The cloud computing model of service-based IT delivery is steadily being engineered into the manufacturing and operational fabric of the aerospace industry. This of course means that the opportunities for witty and quirky press headlines are almost limitless. Aerospace industry up in the clouds. Plane engineers soar to new heights with IT… and so on.
Except there’s a problem. Because none of this will happen overnight.
“If you look aircraft production plants perhaps 50 years ago, the facilities look remarkably the same as they do today,” says Jens Graffs, vice president of assembly and installation at Airbus. “Manual labour dominates the production line and workers need to be highly skilled.”
For Airbus or any aerospace engineering firm to start moving towards more use of software automation, machine-to-machine communication controls, internet of things devices and sensors, data analytics and flexible IT consumption – all the attractive elements offered by cloud – there is a journey to be undertaken first.
“It is important to understand that a fully automated production line is not possible due to current build concepts,” says Mr Graffs. “Also let’s consider cycle time, an aircraft’s life cycle is 30 years. So if we are going to start bringing in new cloud-based automation intelligence then we will need to be able to sustain the availability of that technology tool over the complete life of the aircraft.”
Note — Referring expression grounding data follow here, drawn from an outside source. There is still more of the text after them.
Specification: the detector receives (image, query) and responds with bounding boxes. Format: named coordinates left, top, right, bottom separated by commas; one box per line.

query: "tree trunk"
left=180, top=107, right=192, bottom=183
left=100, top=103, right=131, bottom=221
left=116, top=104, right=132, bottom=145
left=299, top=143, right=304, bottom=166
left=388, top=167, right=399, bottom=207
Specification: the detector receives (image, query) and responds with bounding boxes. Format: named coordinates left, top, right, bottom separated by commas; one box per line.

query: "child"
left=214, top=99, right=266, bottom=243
For all a modern aircraft’s intricate avionics and on-board computer systems, suddenly you start to realise how labour-intensive the physical creation of an aircraft still is. Airbus uses massive purpose-built jigs that cradle and hold the fuselage as it is slowly built, but real human beings tighten the nuts and bolts, albeit with electrically powered tools and calibration monitors.
“Our challenges in the future are that we will need extremely high customisation capabilities and the ability to work with a complete global supply chain. We need to start to be able to design for automation and work to implement controls focused on both cyber and product security,” says Mr Graffs.
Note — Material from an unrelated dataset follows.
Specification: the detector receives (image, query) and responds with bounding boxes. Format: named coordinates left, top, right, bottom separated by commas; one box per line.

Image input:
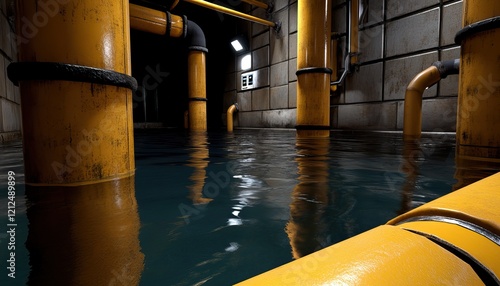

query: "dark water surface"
left=2, top=129, right=496, bottom=285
If Airbus were to stop selling aircraft today then it will take the company ten years to finish production lines and deliver on its open order book. So could the firm down tools for a period and spend some time implementing a new cloud platform? That obviously wouldn’t be prudent by any management strategist’s yardstick.
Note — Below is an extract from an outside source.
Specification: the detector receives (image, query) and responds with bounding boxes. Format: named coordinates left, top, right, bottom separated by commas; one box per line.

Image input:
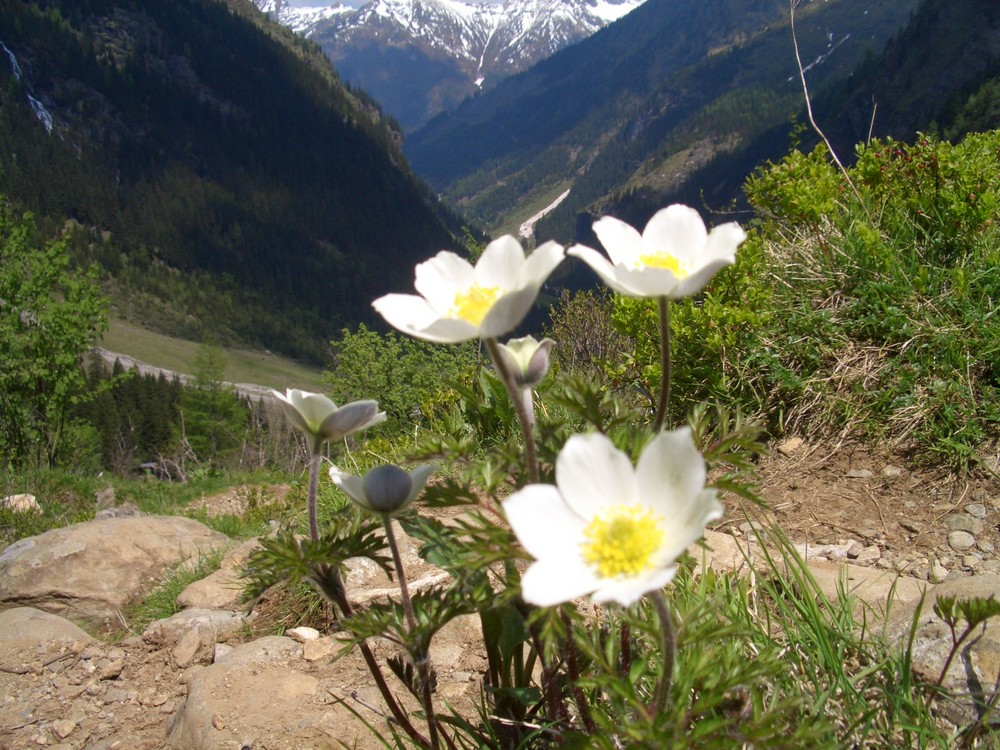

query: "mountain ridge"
left=256, top=0, right=645, bottom=129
Manual labour dominates the production line and workers need to be highly skilled
Airbus has a solution for implementing cloud and creating the digital factory of the future, and it comes in three phases. Initially the company has segmented out three core work domains – enterprise resource planning, manufacturing and engineering, and the physical workshop floor itself.
In a traditional business – Airbus’s starting point – a company puts one of these work domains above the other in a vertical model. On the journey to cloud, the firm then attempts to put these domains on a horizontal plane (no pun intended) to create a more level operational surface. Finally, when cloud actually happens, the firm will achieve a more cyclical, full-integration approach.
At this point the company can introduce additional domains, including cloud-based software, to provide functionality such as product life cycle management. This is also when the firm can create digital twin virtual copies of all equipment to stress test and provide predictive maintenance functions, all from cloud-based software services.
Cloud computing is typified by its ubiquity and its flexibility, but as much as you start to regard it as a business utility in the same sense as electricity or water, you cannot simply just switch it on and expect some kind of turbo charge to happen.
Cloud computing will take off for aerospace and hit new heights, but expect some delays and a holding pattern. Sorry, couldn’t resist.